Paramount | 2010 | 109 mins. | R
Given how so many Hollywood films portray children, it’s a wonder many people choose to become parents at all. Countless horror films have portrayed children as spawns of Satan, demons from the underworld, and possessed spirits. Whatever the reason for Hollywood’s odd obsession, there is something inherently creepy about a possessed child. Maybe it’s their small stature, and cute smiles that make them seem all the more menacing when the evil within erupts.
Watching Renee Zellweger (largely known for rather genial, sweet characters), navigate her way around a horror film is a bit of a novelty. She plays Emily, a well-meaning social worker whose been given the case of of Lilith Sullivan (Jodelle Ferland)—Case 39. According to her school, Lilith has been showing signs of neglect, so Emily heads on over to the Sullivan household to investigate.
At first sight, Lilly seems shy and innocent, while her wild-eyed parents Edward (Callum Keith Rennie) and Margaret (Kerry O’Malley) are less than welcoming. Lilly confides in Emily that that her parents hate her and regularly tell her she’s going to hell—Emily’s fears are are confirmed when she and cop friend Detective Barron (Ian McShane) barge in just as Lilly is about to be burned alive in her family’s kitchen oven. Single and living alone, having bonded already with Lilly, Emily petitions to the court that she get custody until a loving foster family is found. Lilly’s parents may have seemed insane, but perhaps there was a reason for their actions…and Emily is about to find out why.
Shot in the autumn of 2006, Case 39 was originally scheduled for release by Paramount Pictures in February 2008, then was pushed to April 2009, then January 2010, and finally had a short theatrical run in October 2010, before making its way to DVD and Blu-ray. It’s easy to see where several cuts and reshoots were done to try and make something of this film, unfortunately to no avail. The whole thing just comes across as messy and inconsequential. While director Christian Alvert (Pandorum), attempts to create suspense, as a series of hellish things happen to those closest to Emily, it all fails miserably. Zellweger has always been a solid, reliable actress, but even she seems borede by the time what is supposed to be the big payoff arrives.
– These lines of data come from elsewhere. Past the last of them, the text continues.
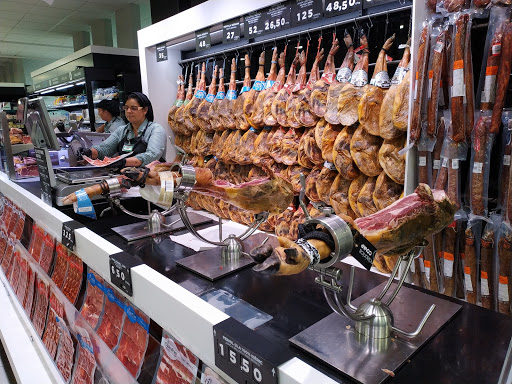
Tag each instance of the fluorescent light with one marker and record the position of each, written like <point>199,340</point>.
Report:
<point>65,87</point>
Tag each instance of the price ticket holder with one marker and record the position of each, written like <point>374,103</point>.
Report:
<point>373,332</point>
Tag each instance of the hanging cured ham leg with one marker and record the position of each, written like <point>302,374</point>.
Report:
<point>394,230</point>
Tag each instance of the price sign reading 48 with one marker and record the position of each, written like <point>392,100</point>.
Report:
<point>339,7</point>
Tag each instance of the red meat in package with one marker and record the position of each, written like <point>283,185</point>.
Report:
<point>112,319</point>
<point>94,299</point>
<point>177,364</point>
<point>73,281</point>
<point>134,340</point>
<point>41,305</point>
Transferred to Blu-ray in its native aspect ratio of 2.35:1, Case 39 looks fine. The colors are natural, with skin tones realistic most of the time and a bit pale at other times. Definition is average for an HD transfer, tending to the soft side. Close-ups look good, the picture seems to brighten up, hues become deeper, and the image more detailed. Deep, solid black levels set off the colors nicely. There is only the faintest degree of fine, inherent film grain in evidence.
The 5.1 DTS-HD sound mix alternates between quiet domestic unease and flashes of violence, balanced well to create the intended tension of the film. Scoring is pushed up loudly, stepping on dialogue exchanges, but nothing’s drowned out, leaving exposition intact. The central hornet assault is a highlight, buzzing around the surrounds creating the exact feeling of horror the scene requires. DVS, French, Spanish, and Portuguese tracks are available.
English SDH, French, Spanish, and Portuguese subtitles are offered.
We get the following special features:
Filed Under Evil: Inside ‘Case 39’ (8:07) is a making-of featurette containing interviews with cast and crew is conducted on-set.
Turning Up the Heat on the Chill Factor (4:24) spotlights actress Kerry O’Malley, who endured an incredible amount of time in the make-up chair to transform into a hideous burn victim.
Inside the Hornet’s Nest (3:02) isolates the digital effort to turn Cooper’s contortions into pure insect terror.
Playing with Fire (4:26) heads to propane territory, observing the effort to turn a suburban set into a controlled inferno, complete with a slow Zellweger exit.
Deleted Scenes (30:06) spend an extended amount of time fleshing out Emily’s sense of duty, helping to understand the character’s sense of professional persistence. Also included are more interaction between Emily and Doug, time spent with Lilith’s demented parents, numerous suspense beats, and a more sinister alternate ending.